Since both Israel and Jordan have faced an unreliable supply of natural gas from Egypt in recent years, Jordan's partially state-owned Arab Potash Company is in talks with Israel through American-owned Noble Energy to rectify the problem, Reuters reported. The company seeks to import fuel from the Dead Sea area to use in its factories. No agreement has been reached, but Jordan's Energy Minister has acknowledged that Israel's energy is a "clean and inexpensive source of fuel" it hopes to capitalize on.
Israel’s cabinet approved a plan that will encourage the nation’s transportation sector to transition away from oil and toward domestically produced natural gas, Globes reported. The plan calls for the increased use of compressed natural gas, the importation of hybrid engine motor vehicles, electric engines in city buses, and the integration of methanol as a gasoline blend. The cabinet projects that under this plan Israel will reduce its use of oil in transportation by 30 percent by 2020 and 60 percent by 2025.
Israel National Gas Lines and Israel Electric Corporation inaugurated a floating liquefied natural gas (LNG) buoy off the coast of Israel, The Jerusalem Post reported. The move will allow gas imports to resume following the repeated pipeline bombings and ultimate cancellation of the natural gas supply Israel had received from Egypt. The Israeli government expects that the buoy will save it more than $130 million almost immediately, and that the imports it will carry would compensate for Israel’s gas shortage until its northern Tamar field comes online in April. “This is the final stage for a great beginning in order to secure energy independence for the first time in Israel,” said Israel National Gas Lines Chairman Ron Haimovsky.

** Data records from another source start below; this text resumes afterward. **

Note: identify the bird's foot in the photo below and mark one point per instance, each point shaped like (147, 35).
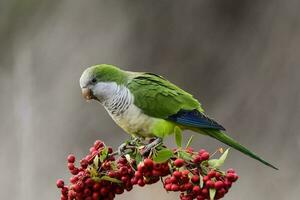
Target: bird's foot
(121, 149)
(150, 146)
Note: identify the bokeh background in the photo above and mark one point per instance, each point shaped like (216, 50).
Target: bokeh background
(240, 58)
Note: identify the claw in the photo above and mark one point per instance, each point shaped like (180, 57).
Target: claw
(151, 145)
(121, 149)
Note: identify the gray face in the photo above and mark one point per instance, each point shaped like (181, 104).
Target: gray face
(104, 90)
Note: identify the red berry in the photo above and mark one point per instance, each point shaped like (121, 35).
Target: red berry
(195, 179)
(71, 166)
(168, 187)
(71, 158)
(185, 172)
(210, 184)
(148, 163)
(232, 177)
(177, 174)
(96, 187)
(211, 174)
(98, 144)
(196, 189)
(104, 191)
(205, 178)
(174, 187)
(179, 162)
(188, 186)
(138, 174)
(230, 170)
(60, 183)
(96, 196)
(141, 167)
(141, 182)
(205, 156)
(219, 185)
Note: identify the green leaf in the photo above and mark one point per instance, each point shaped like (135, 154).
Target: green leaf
(163, 155)
(103, 154)
(107, 178)
(189, 141)
(96, 161)
(178, 136)
(217, 163)
(185, 156)
(212, 193)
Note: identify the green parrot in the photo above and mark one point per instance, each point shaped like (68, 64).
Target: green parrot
(147, 105)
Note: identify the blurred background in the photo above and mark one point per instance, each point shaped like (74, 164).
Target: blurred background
(240, 58)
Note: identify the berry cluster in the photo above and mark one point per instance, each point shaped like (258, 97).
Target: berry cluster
(198, 180)
(102, 176)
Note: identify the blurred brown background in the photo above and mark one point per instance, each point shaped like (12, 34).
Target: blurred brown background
(239, 58)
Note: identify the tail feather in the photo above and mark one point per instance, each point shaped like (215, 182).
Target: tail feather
(221, 136)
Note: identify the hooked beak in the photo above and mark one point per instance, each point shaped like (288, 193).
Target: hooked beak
(88, 94)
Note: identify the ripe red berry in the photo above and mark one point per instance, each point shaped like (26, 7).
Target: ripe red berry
(71, 158)
(168, 187)
(230, 170)
(148, 163)
(71, 166)
(179, 162)
(219, 185)
(205, 178)
(195, 179)
(211, 174)
(141, 182)
(232, 177)
(196, 189)
(98, 144)
(174, 187)
(60, 183)
(177, 174)
(205, 156)
(210, 184)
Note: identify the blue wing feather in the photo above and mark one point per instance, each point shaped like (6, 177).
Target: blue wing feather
(195, 118)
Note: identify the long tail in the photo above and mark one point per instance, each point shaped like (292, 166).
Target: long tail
(221, 136)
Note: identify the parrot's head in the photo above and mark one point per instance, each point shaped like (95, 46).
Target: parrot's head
(100, 82)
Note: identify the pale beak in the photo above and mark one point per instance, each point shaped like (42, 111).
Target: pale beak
(87, 94)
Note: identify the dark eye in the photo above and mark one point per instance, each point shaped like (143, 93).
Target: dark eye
(94, 80)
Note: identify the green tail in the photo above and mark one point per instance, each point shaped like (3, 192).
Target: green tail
(221, 136)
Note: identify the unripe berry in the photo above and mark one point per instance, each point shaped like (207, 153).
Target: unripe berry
(141, 182)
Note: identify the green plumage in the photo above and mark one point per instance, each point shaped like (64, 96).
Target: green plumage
(157, 97)
(159, 106)
(160, 98)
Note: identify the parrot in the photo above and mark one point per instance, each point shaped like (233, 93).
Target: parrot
(147, 105)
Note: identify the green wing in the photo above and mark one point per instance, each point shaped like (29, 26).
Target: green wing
(157, 97)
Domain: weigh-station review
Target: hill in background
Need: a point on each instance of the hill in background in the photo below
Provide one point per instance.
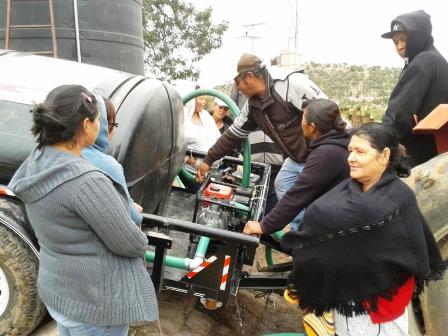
(361, 92)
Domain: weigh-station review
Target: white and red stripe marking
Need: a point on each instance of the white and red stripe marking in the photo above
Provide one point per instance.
(4, 191)
(204, 264)
(225, 272)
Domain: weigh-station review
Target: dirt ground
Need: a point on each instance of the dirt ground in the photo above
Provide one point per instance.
(249, 313)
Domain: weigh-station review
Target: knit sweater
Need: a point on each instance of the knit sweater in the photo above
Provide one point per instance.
(95, 154)
(90, 250)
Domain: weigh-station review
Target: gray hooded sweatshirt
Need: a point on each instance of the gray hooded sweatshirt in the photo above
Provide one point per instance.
(91, 268)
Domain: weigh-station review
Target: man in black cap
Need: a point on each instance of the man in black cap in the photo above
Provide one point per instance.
(274, 105)
(422, 86)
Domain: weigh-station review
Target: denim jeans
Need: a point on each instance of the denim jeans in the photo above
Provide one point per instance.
(285, 179)
(69, 327)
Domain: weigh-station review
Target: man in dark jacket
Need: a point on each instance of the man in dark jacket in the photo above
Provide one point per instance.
(275, 107)
(422, 86)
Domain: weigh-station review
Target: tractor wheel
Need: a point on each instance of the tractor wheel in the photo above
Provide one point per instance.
(20, 307)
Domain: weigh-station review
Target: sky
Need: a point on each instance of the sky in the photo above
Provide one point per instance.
(344, 31)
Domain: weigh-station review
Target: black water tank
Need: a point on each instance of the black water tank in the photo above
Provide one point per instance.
(149, 141)
(110, 31)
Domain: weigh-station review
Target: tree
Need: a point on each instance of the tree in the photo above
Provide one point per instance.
(176, 37)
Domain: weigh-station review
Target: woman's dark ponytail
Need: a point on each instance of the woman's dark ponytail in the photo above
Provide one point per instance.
(325, 114)
(60, 116)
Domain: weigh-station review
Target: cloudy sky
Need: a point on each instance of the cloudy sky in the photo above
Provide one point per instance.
(328, 31)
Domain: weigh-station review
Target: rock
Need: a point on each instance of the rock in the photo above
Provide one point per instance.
(430, 184)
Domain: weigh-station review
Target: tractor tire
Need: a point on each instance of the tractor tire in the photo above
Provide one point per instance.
(21, 310)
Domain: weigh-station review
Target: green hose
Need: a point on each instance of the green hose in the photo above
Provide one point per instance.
(234, 110)
(169, 260)
(268, 250)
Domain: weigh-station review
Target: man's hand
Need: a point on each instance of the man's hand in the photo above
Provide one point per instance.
(138, 207)
(202, 171)
(252, 227)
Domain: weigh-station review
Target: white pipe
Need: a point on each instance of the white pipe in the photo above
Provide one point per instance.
(78, 44)
(191, 264)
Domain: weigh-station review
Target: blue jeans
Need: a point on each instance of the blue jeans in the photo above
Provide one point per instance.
(285, 179)
(69, 327)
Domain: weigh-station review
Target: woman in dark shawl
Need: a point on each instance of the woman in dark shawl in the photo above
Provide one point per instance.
(365, 248)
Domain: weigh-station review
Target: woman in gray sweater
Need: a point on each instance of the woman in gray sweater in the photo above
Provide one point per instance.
(91, 275)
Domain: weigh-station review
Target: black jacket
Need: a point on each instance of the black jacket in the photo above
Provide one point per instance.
(355, 246)
(325, 167)
(422, 86)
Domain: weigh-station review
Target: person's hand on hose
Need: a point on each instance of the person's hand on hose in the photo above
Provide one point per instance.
(202, 171)
(252, 227)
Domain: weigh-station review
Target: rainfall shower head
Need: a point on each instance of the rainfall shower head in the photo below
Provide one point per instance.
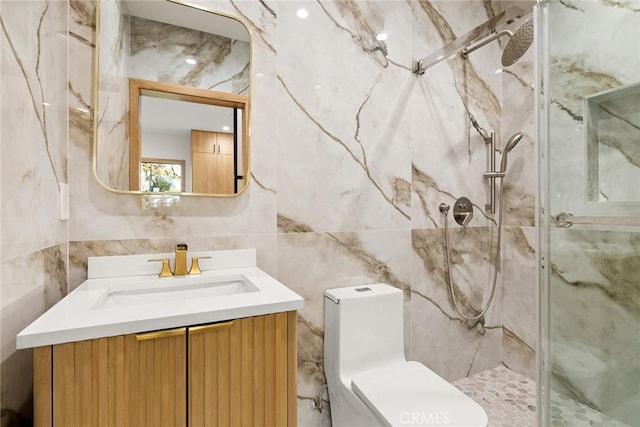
(518, 43)
(511, 143)
(520, 39)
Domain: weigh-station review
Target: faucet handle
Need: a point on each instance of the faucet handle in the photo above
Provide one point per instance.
(166, 270)
(195, 266)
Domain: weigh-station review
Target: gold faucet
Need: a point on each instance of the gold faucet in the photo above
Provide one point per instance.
(181, 263)
(181, 260)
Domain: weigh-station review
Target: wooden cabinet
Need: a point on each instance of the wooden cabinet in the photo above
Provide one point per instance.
(212, 162)
(236, 373)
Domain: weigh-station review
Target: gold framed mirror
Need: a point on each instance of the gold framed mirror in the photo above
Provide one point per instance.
(172, 82)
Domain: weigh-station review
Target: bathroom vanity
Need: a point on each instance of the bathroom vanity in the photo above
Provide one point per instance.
(218, 348)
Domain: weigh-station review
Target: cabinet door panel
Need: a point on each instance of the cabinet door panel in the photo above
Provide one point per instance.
(120, 381)
(250, 360)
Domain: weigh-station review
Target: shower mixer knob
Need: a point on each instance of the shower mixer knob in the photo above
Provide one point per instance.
(463, 211)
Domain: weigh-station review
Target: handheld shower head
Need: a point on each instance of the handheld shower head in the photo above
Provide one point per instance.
(511, 143)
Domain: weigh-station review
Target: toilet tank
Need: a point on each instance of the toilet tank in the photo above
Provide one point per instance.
(363, 328)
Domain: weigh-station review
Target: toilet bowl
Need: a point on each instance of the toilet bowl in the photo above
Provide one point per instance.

U.S. Ambassador to Israel Dan Shapiro visited Israeli solar facilities in the Arava Desert to stress opportunities for additional cooperation in the renewable energy sector, The Jerusalem Post reported. At Kibbutz Ketura, Ambassador Shapiro toured Israel’s first medium-size solar field and learned about the trans-boundary renewable energy research at the Arava Institute for Environmental Studies, which promotes professional collaboration between post-graduate Israeli, Palestinian and Jordanian students. Shapiro also visited Kibbutz Yotvata and its Israel National Center for Renewable Energy. With a $30 million budget, the Center serves as a technology test site and home for new start-ups.